De 1980 a 1982, inicia-se o processo de desestatização do sistema ferroviário. A RFFSA deixa de lado sua atribuição de transportar passageiros, priorizando o transporte de cargas. No entanto, conforme expressa o DNIT (2011), os sistemas ferroviários foram drasticamente afetados com a redução dos investimentos. A título de exemplo, em 1989 o repasse foi de apenas 19% do valor repassado em 1980. Além disso, a empresa enfrentava a degradação da infraestrutura, o adiamento da manutenção de material rodante, gerando expressiva perda de mercado para o modal rodoviário.
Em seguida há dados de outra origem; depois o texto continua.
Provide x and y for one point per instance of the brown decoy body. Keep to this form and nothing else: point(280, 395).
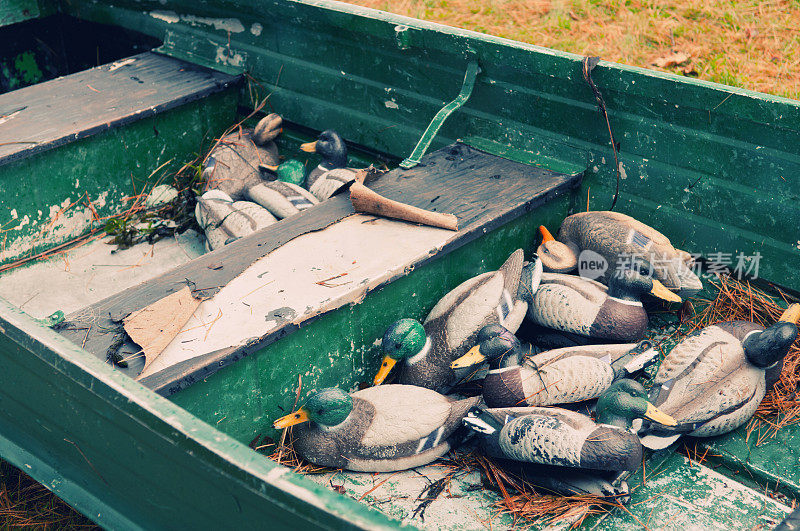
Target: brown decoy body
point(560, 376)
point(235, 164)
point(378, 429)
point(586, 307)
point(621, 241)
point(715, 378)
point(426, 350)
point(555, 436)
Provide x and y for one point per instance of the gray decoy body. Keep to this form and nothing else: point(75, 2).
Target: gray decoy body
point(282, 199)
point(586, 307)
point(561, 376)
point(225, 220)
point(234, 165)
point(714, 379)
point(332, 173)
point(619, 239)
point(555, 436)
point(379, 429)
point(548, 479)
point(331, 182)
point(450, 329)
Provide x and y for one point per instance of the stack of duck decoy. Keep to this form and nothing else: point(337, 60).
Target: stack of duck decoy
point(246, 189)
point(709, 384)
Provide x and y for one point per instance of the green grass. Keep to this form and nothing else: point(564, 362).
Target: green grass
point(25, 504)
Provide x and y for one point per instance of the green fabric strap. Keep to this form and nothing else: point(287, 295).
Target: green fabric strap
point(430, 133)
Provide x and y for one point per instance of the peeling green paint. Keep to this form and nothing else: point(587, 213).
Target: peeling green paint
point(25, 64)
Outros problemas são apontados por Telles, Guimarães e Roessing (2009, p.11) ao explicar que as passagens de nível no contorno dos centros urbanos são mais um dos problemas encontrados no sistema ferroviário, bem como as invasões na faixa de domínio das ferrovias, gerando riscos de acidentes e evidenciando uma questão social na organização do espaço.

Estes problemas contribuem para evidenciar os reflexos interdependentes entre a organização espacial e o sistema de transportes, demonstrando a relação entre questões econômicas, sociais e políticas no uso dos espaços para as diversas finalidades.

Sobre o sistema rodoviário, Barat (2007) menciona a realidade nacional como afetada por uma distorção logística. Há forte dependência do transporte rodoviário, sentida principalmente porque se trata de um país de dimensões continentais, elevando os custos especialmente para cargas volumosas e transportadas a longas distâncias.

Telles, Guimarães e Roessing (2009, p.06), afirmam que impera no território brasileiro um distanciamento entre produção agrícola e as regiões de consumo e exportação. Isso “demanda um sistema de grande volume e baixo custo operacional, aspectos inerentes ao transporte ferroviário e hidroviário” deficitários no país.

Ojima (2006, p. 18), confirma que no Brasil o sistema rodoviário ainda se constituiu no principal modal utilizado para o transporte, especialmente no que tange às cargas agrícolas; “em muitos casos, é a única alternativa para movimentação desse tipo de produto, devido à escassez de hidrovias e ferrovias que liguem grandes distâncias e, ao mesmo tempo, situem-se perto dos pólos produtores.